Asked if the planning commission has grown more pro-development, Giunta sidestepped the question, saying instead the board is more fiscally conservative. The commission's budget for fiscal year 2011 is $4.25 million, down from $5.9 million in 2008.

But the new chairman said the commission spends too much paying consultants to write studies on transit, sustainability and other issues having nothing to do with the commission's core duty of overseeing the comprehensive plan. The studies can cost as much as $25,000.

The new chairman vowed to reduce the $29,000 the commission spends on the annual community design awards banquet to $5,000. The difference will be covered by ticket sales and corporate sponsorships, he said.

He also wants to end the planning commission's role in shepherding community based planning, the process by which residents develop rules for guiding growth and protecting the character of their neighborhoods. Giunta would hand the process over to the county's Planning and Growth Management Department.

The plans are popular with activists such as Mariella Smith, who won an award from the American Planning Association for her work on the Ruskin Community Plan. But to Giunta, they are a waste of money. A typical community plan takes two years of planning commission staff time, he said, while less than a dozen residents participate.

"We shouldn't call them community plans," he said. "They're activist plans."

Ken Hagan, often regarded as a development-friendly county commissioner, said his votes in favor of development projects were often based on recommendations by the planning commission.

"The planning commission recommended every one of the developments that the board is being accused of approving and creating sprawl," Hagan said. "I don't know if it's really possible for the planning commission to be more pro-growth than it already is."

In some cases, such as the proposed Mill Bayou development on the Little Manatee River, county commissioners rejected the project despite a recommendation for approval by the planning commission staff.

Hagan's point is well-taken, Mariella Smith said, but she points out that county commissioners appoint four of the 12 planning commission members. The other six voting members are appointed by the cities of Tampa, Plant City and Temple Terrace.

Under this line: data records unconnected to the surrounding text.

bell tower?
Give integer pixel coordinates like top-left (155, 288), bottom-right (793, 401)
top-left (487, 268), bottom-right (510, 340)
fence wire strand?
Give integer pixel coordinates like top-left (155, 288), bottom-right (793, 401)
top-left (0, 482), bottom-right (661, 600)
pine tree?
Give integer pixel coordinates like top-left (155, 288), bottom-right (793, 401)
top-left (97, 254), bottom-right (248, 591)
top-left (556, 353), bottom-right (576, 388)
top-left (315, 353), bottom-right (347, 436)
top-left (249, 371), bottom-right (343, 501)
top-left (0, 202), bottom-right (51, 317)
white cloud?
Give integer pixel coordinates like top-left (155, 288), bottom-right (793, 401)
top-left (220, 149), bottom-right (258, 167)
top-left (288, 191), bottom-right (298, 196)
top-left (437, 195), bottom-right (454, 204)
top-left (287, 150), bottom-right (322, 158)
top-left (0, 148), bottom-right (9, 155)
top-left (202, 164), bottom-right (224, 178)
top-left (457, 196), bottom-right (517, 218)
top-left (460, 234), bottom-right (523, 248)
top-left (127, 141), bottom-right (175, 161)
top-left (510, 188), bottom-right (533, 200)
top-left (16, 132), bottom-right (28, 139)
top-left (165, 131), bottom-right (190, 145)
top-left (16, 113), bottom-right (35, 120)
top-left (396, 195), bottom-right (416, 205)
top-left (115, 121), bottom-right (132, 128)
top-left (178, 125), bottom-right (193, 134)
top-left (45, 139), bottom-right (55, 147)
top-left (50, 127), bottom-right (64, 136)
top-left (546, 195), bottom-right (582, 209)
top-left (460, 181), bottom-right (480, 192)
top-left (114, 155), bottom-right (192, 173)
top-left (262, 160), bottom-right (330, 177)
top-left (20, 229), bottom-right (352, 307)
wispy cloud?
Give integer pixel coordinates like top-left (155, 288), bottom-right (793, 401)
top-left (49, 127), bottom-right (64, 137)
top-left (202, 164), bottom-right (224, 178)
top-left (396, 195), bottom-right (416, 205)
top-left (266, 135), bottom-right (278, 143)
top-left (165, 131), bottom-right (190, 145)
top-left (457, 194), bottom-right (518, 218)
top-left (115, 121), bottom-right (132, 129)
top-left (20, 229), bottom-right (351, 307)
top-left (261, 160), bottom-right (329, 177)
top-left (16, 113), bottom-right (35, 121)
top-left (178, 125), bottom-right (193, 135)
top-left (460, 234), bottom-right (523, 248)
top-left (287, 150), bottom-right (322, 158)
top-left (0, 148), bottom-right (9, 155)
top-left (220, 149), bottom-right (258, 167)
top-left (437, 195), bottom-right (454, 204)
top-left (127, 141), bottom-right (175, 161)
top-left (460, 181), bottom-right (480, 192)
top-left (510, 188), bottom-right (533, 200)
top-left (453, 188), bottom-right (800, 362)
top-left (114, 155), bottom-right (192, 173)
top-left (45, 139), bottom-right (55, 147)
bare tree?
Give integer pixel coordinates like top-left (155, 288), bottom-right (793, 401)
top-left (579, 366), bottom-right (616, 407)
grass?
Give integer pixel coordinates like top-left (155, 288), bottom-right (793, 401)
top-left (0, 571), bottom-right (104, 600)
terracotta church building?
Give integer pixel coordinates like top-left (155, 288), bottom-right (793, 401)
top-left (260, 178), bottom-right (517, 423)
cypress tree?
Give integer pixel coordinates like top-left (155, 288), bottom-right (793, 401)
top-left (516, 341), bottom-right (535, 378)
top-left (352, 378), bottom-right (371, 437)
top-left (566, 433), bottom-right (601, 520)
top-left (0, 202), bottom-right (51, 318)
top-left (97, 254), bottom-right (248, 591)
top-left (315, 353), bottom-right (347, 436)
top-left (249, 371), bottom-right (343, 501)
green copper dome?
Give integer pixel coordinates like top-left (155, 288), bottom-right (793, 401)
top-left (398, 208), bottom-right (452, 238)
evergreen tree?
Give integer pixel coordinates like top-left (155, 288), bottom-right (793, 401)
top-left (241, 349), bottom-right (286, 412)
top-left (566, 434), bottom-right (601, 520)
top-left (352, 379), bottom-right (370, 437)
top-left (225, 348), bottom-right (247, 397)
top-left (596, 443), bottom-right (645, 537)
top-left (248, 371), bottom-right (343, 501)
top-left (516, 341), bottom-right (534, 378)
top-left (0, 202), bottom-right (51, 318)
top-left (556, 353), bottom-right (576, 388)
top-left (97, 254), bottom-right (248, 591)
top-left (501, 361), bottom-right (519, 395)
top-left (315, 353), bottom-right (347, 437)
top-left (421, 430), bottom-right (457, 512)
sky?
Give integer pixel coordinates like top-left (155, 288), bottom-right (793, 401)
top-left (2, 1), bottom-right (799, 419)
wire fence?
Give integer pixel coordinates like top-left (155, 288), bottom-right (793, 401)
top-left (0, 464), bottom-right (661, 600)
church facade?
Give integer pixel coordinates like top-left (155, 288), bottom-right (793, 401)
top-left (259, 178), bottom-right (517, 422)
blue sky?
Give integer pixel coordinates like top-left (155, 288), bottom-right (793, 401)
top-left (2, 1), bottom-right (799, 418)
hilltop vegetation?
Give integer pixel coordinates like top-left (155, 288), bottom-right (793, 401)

Giunta is a Tampa appointee and Frank Chillura, also a developer and property manger, was appointed by Temple Terrace.

So politicians, whose campaign war chests are brimming with developers' dollars, appoint developer-friendly planning commissioners.

"Then the politicians can say, 'We're only approving what the planning commission approved,'" Smith said. "They want a developer-friendly planning commission to run interference for them."